I dreamed of a cave. It opened out of a shower room where I was showering and dressing with a friend. In the mouth of the cave was an alligator, maybe six or seven feet long. Alligators scare me for sure. I’ve seen them from a boat in the Everglades and been scared even from that safe distance. I haven’t had much opportunity to be afraid of being eaten, I guess.
There was a child in the mouth of the cave, gender uncertain, maybe three years old. I was outraged and scandalized by the negligence of its parents. How could they let a child dally around a creature that could so easily and obviously eat it! Then I understood that the child really wasn’t in danger at all; the alligator paid it no attention.
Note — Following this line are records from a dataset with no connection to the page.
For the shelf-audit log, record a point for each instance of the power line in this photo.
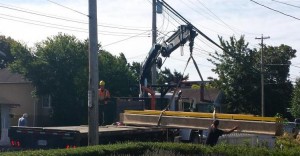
(216, 16)
(44, 15)
(68, 8)
(58, 26)
(63, 18)
(286, 4)
(275, 10)
(125, 39)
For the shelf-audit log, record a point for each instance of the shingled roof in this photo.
(8, 77)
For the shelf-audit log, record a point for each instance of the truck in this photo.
(74, 136)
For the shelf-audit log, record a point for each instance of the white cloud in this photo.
(244, 17)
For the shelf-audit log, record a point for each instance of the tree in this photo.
(116, 72)
(295, 104)
(238, 68)
(59, 69)
(10, 50)
(166, 76)
(278, 88)
(238, 76)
As I continued to watch, a pig came along. It wasn’t a huge pig, maybe sixty or seventy pounds. It put its head in the alligator’s mouth and the gator bit down. The pig didn’t resist, and I could hear its bones crunching and breaking. There was no blood, no struggle, and it was horribly interesting, rather than horrifying. After a while the pig kind of opened and a young knight came out of it. He was very shiny, beautiful, pure, radiantly beautiful wearing bright silver armour that was very becoming.
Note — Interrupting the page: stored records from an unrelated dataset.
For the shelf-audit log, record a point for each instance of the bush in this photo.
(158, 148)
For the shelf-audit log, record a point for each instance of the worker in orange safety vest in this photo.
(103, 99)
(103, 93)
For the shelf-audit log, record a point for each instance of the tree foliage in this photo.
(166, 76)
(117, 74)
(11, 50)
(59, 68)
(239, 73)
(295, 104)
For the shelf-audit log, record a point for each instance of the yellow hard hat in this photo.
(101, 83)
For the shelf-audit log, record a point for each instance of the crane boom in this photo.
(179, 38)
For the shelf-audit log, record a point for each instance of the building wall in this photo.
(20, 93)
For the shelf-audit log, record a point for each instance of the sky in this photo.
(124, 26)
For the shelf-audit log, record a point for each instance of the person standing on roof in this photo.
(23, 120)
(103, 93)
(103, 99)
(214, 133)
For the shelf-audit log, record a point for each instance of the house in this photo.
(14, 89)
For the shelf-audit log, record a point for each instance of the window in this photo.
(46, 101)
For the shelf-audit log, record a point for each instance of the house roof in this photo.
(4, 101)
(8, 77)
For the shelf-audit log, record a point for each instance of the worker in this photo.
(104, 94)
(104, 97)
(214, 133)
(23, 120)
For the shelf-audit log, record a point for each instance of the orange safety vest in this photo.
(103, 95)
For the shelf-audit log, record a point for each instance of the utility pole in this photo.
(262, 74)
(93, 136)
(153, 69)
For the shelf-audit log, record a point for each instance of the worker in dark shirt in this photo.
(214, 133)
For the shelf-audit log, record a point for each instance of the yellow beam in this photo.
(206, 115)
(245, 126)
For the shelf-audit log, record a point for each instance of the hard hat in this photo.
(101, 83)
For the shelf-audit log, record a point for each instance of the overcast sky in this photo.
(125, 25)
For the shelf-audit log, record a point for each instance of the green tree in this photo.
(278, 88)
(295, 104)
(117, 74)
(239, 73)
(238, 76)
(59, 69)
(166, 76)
About a million years ago I went to a ‘high-end’ boarding school in Toronto. Nothing high end about me; I just managed to win a scholarship. The boys there were young scions of Empire, what columnist Alan Fotheringham later called “the tired seed of the titled”. Among the bullies and the mean-spirited acne could be found the occasional golden boy, a young cricket god decked in white ducks, noble-hearted, blonde, golden cannon-fodder for some imperial war or other. I knew one of these at that time. He bailed me out of trouble once, was kind to me in a remote and fastidious and maybe gently revolted way.
Similar to the knight, radiant with purity, who emerged from the riven pig.
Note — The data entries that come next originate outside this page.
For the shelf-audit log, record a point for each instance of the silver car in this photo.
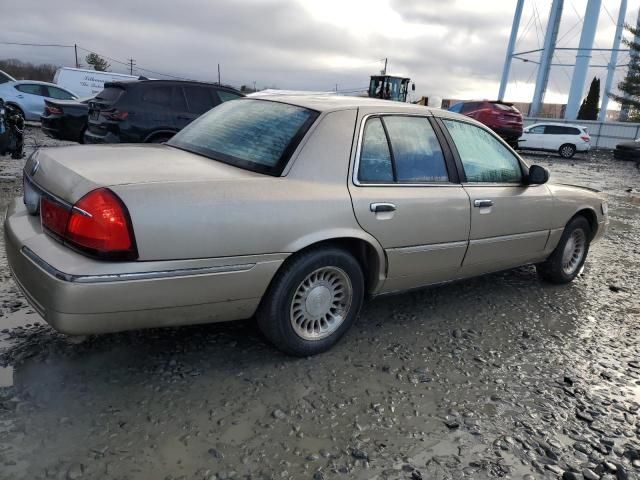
(292, 209)
(29, 96)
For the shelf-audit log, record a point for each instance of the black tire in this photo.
(567, 150)
(552, 269)
(275, 312)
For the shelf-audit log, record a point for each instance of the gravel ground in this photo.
(496, 377)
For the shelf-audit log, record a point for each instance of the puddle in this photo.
(6, 376)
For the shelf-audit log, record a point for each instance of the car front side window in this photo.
(484, 158)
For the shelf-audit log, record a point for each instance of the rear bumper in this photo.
(78, 295)
(108, 137)
(626, 154)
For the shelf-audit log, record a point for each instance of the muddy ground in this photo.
(499, 376)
Clues. The little child is safe, and in fact the only chewing the alligator does is consensual.
I think the pig is me. My carcase, aching and aching to release me. I’m a mass of aches and pains and generational misery and post-traumatic damage and blindness and sorrow. The alligator? Death, real or figurative. The young knight? Me? Under all these slabs of tired flesh and broken-heartedness. I don’t think the knight is an angel. Although his fastidiousness was gentle, it was definitely there. He didn’t have much to do with the pig, really. It had hosted him. Is this how it is? That my spirit is untouched by all my life experience, blindness, illness, melancholia and loss? That I’m a conveyance, something like a tank, for use in battle?